Just be aware and try to identify early on if you are dealing with the primary producer / studio directly or if you are dealing with a 3rd party like and agency or talent scout trying to get a referral fee. Sure, the agency may be scouting for a major studio that pays $1,500 per set, but probably won't be so fast to mention that they plan to keep 30% of your earnings.A classic scam that we've seen time and again in this industry are talent agents having you do a test shoot or taking your pictures. Talent scouts have no business taking your photos, they can just as easily pass the photos you submit on to the casting directors for a decision. If you get the "come by my apartment for a test shoot" line, you may want run in the opposite direction! So if you get the "let's to a test shoot" line from an agent not a studio, be very cautious and be sure to understand exactly why the test shoot or screening necessary. There's about a 99% chance it's not!
A Modeling Scam
One scam operation targeted a small town in Oregon. A Los Angeles company looking for models for TV commercials ran ads in the local newspaper. Applicants were told to send in some personal information and a couple of snapshots.
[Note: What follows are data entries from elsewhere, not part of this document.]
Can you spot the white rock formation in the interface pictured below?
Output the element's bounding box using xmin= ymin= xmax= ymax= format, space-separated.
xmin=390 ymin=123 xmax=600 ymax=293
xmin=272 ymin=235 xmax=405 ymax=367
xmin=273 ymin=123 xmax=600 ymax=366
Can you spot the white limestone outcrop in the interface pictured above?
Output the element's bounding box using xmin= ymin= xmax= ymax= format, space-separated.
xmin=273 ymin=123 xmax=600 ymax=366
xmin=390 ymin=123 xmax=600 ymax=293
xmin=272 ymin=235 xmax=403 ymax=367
After that the company would contact the applicants and let them know whether or not they had the look that was needed. Then the would-be models were signed up for a commercial that paid big bucks and told that a test shoot was needed before shooting the actual commercial.
Contracts, airline vouchers, and lots of official looking paperwork were sent to the would-be models. The company would pay all the expenses except for the makeup artist, for which they required $500 up front. Having a contract in hand and not understanding how the modeling industry worked, the small-town would-be models sent in their $500.
Once the checks were cashed, the scam company vanished. The commercial, contracts, airline vouchers, and guarantees were all bogus. It is easy to con someone who is not educated about the industry. As the song says, "The lure of easy money has a very strong appeal."
Research The Company
Whether it is the talent agency or the porn studio that you are interested in make sure you research them very carefully before you physically go there or sign anything. Also, never pay them for anything. Adult companies are also registered with the Better Business Bureau so you can look them up that way as well. Also beware of the company that does not clearly lay things out for you. All expectations should be clear and covered in advance. Be smart and be educated.